While this past week has perhaps been one of the most difficult in my life, surprisingly, I feel unfazed at the end of this roller-coaster week. I don't know if I should attribute this current mental state to unconscious suppression of fear/anxiety on my part or if I have just arrived at the point where I think, "No, duh, what else did I expect? A walk in the park with ice-cream?"
Physical fights have already occurred in my classroom, and while it is terrible and even scary to witness 7 year-olds throwing punches at
each other or girls pulling out each others' braids, I am not quite sure
why I do not feel more shocked. Perhaps I really have mentally prepared
myself to the point that when these things occur, I am not overly
shocked or surprised.
I do not want to arrive at the point of indifference, because it is a tragedy to witness such events in the classroom. This is the definition of an "unruly, destructive" classroom environment, based on the TAL rubric TFA uses.
Lord, I pray that I will not become indifferent. Break my heart for the things that break yours. Help me to see these children through your eyes, and give me wisdom and love when I am working with my kids.
To remind myself why I joined TFA, I have to turn back the clock to the previous September. When I applied to TFA in the last few hours before the deadline, part of me hoped that the rigor of the application process would conclude with a polite rejection letter. After having done multiple internships relating to public service or the public sector, I thought to myself, "I am going to try something new and work in the private sector--make some bank and save up for graduate school. No more unpaid internships for me!" Undoubtedly, I was motivated by some personal selfishness when applying to private sector jobs. And while there is nothing wrong with working in the private sector, it was clear that I lacked conviction when interviewing for these positions, and it showed through in my interviews.
The first time I met with a TFA recruiter, I went into it thinking, "I'll just talk with them and see how it goes." No expectations of much, just a casual conversation to learn more about TFA. The recruiter was warm, bright-eyed and cheery: the epitome of TFA optimism and goodwill. I remember asking her some tough questions; I hoped to get a genuine picture of TFA--not some packaged, rose-colored baloney. The recruiter did not disappoint for the most part; she gave me pretty honest answers along with the bright lining.
I usually don't become overly emotional in public, much less cry--but when I started telling her about my kids in Chinatown, I surprised myself when I felt little wet balls trickling down my face. (What was this!? Why did these come out now!?) I did not understand then why I could not control myself, and I immediately apologized to the recruiter with a hurried, "I am so sorry; I usually don't get this emotional." I saw the recruiter get red-eyed as well, but of course she waved off my apology and let me continue with my story after I tamped down my chokey voice.
After I finished the meeting, I went out to the lake area at Wellesley and sat down on a rock to calm myself. I felt the little kick in my gut then to apply, but avoided applying--and even tried to avoid some of the recruiter's emails and phone calls. On the last day, in the last few hours of the application deadline, I made a similar decision to one I had made four years ago: apply to something important at the last minute. For someone who can be a bit of a control freak with my deadlines, these kinds of scenarios are my nightmares. What is most ironic is that the two places I applied to last minute--Wellesley and Teach For America--was where I ended up after my initial resistance to both. (I wonder if this Jonah arc will be a recurring pattern in my life? Knock on wood...)
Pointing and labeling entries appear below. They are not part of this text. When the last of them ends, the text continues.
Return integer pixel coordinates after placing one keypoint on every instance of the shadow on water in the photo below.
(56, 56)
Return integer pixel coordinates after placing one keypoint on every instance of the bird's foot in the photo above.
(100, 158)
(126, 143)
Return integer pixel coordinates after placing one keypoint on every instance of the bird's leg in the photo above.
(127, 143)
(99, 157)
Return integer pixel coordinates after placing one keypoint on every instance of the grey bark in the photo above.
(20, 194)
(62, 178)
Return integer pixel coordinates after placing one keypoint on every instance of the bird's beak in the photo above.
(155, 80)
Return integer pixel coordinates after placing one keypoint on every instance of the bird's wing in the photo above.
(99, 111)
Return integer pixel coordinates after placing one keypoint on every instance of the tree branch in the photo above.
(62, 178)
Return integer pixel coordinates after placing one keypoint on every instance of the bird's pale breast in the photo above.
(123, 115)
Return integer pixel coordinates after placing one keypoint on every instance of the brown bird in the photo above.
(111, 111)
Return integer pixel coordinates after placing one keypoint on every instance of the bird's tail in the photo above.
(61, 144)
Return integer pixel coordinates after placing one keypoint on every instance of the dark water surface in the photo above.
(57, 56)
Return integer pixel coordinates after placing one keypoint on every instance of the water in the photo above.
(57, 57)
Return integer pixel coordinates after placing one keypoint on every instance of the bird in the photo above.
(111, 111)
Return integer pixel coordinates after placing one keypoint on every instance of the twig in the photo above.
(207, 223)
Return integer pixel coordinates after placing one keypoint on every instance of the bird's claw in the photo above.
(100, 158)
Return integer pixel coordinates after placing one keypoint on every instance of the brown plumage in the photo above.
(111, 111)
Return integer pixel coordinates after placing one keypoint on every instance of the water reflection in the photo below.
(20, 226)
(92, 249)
At the end of this summer, I have realized a few things. The first is that my primary passion at this point in time is not rooted in the issue of education, but in the people it seeks to empower. I did not join TFA because I wanted to go into education or education policy in the long run, but because I saw that I could spend these next two years wholly devoting my time and energy to investing in people's lives in the direct setting of a classroom. The majority of the global economy, excepting the underground economy, is involved in or connected to investing in people's lives in some form or another. If I could create a vision and goal for each of my students as their teacher--inspire each of them based on their individual talents and potential to achieve and become leaders and changemakers in their families, their future careers, their community, in this world--what else could be a worthier investment? It is admittedly a lofty vision, but after spending time with my students this summer, I realize this was what drives me most in my interactions with my students. I love helping them to find purpose and recognize a dream, a goal to aim for--but if I could go a step further and give them a vision beyond their personal dream--to become purposeful leaders and changemakers for the next generation, this is probably one of the best investments of time and energy, if not the best.
thanks for posting, and glad to hear a little slice of your life. praying for you!!!